In the news — if you could call it that — was a recent report, emanating from an old prep school coach of Anthony’s, suggesting that New York’s leading man has been trying to talk Rondo into signing with the Knicks when his contract with the Celtics expires after next season. If Anthony is the Knicks’ chief recruiter when he’s already on record as planning to opt out of his own contract next summer to explore free agency, it’s no wonder the franchise is in such a state of confusion.

Fortunately, Rondo declined to dribble the crystal ball, invoking his right as an injured player not to speak with reporters. But his presence at the Garden was also a reminder that he is planning a return and, healthy, is an All-Star who certainly would have some effect on a divisional race that could be a season-long bumper-cars concession.

By next summer, if the Celtics have decided they can’t risk losing Rondo on the open market without getting anything in return, he could also become a formidable trade chip. If you haven’t heard, Danny Ainge, Boston’s president for basketball operations, seems to know what he’s doing after punctuating the Doc Rivers/Kevin Garnett/Paul Pierce era last summer.

The pawning off of his geriatric warriors, Pierce and Garnett, on the Nets helped stock the Celtics with nine first-round picks during the next five years. They already have some young talent — their second-year forward-center, Jared Sullinger, made 9 of 13 shots and outscored the Knicks’ Andrea Bargnani, 21-2.

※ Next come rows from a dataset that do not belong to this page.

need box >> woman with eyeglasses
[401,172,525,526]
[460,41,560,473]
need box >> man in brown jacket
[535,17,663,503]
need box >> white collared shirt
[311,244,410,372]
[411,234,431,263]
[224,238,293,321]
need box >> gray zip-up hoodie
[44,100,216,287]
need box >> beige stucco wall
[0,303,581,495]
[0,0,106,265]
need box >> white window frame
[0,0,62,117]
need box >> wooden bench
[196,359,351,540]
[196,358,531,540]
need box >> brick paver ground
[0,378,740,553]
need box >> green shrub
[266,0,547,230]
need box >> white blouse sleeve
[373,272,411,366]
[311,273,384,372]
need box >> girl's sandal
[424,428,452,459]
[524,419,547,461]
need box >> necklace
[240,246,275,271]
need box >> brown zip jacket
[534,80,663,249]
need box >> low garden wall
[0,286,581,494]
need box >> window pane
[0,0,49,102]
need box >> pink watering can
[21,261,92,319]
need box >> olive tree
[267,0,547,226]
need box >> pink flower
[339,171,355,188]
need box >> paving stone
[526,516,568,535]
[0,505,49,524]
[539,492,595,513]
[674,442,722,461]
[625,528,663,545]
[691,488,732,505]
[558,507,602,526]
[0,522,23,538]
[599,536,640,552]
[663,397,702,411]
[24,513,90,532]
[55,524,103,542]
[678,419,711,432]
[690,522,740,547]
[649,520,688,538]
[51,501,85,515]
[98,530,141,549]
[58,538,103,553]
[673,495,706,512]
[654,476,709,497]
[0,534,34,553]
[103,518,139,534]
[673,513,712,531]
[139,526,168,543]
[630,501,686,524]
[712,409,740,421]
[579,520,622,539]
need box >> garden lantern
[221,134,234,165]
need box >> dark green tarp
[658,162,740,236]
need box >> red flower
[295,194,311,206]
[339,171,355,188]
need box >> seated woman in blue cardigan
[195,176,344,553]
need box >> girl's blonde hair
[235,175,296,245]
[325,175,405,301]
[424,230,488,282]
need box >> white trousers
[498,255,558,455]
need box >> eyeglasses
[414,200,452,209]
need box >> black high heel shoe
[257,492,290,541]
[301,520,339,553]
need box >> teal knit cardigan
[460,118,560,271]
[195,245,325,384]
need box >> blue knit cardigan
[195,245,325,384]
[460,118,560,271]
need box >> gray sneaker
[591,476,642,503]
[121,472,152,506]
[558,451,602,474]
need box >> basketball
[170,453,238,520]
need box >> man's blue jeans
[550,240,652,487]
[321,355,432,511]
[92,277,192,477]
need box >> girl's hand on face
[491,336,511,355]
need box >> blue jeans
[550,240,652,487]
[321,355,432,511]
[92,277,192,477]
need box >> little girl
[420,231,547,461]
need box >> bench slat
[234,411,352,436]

Conversely, Iman Shumpert, by reputation the Knicks’ best young player, began his day by shooting an air ball, dribbling the ball off his foot and futilely chasing assorted Celtics as fluid body and ball movement created lanes to the basket and open-perimeter looks that resulted in Boston’s making 14 of 25 3-point attempts.

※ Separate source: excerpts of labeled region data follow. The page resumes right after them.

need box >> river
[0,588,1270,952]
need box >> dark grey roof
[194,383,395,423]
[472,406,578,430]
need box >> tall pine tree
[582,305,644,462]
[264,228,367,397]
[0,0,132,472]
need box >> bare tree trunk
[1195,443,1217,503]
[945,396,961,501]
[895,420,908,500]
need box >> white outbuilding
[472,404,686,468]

Shumpert finished with no points and shot 0 for 6 from the field. It didn’t help him, Tim Hardaway Jr. (making his first pro start) or J. R. Smith that the Celtics never had to double-team Anthony after Stevens had said, “He’s one of a handful of players in the league where you go into the game knowing that you’re probably going to have to put two guys on him at some point.”

Afterward, Stevens admitted, “You don’t want to do that unless you have to, and it never really presented itself.”

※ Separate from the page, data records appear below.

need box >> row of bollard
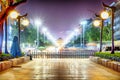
[89,56,120,72]
[0,57,30,71]
[31,50,95,58]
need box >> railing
[31,50,96,58]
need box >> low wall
[0,56,30,71]
[89,56,120,72]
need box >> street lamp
[80,20,87,47]
[101,3,116,54]
[35,19,42,48]
[93,15,104,52]
[10,10,29,45]
[42,27,47,43]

In other words, the ball movement shown by the Knicks during their longest winning streak of the season — two — disappeared because, take your pick: Anthony reverted to old habits, or everyone else was awful, or the Knicks’ offense often breaks down when confronted with determined perimeter resistance.

However ugly this game was, the more pertinent and frightening post-mortem for Knicks fans would be to contemplate the Celtics rising to the same competitive plane during Year 1 of their rebuild. Because they do have a plan and the resources to get much better, while the Knicks, well, put it this way: They couldn’t even understand or explain what happened to them Sunday.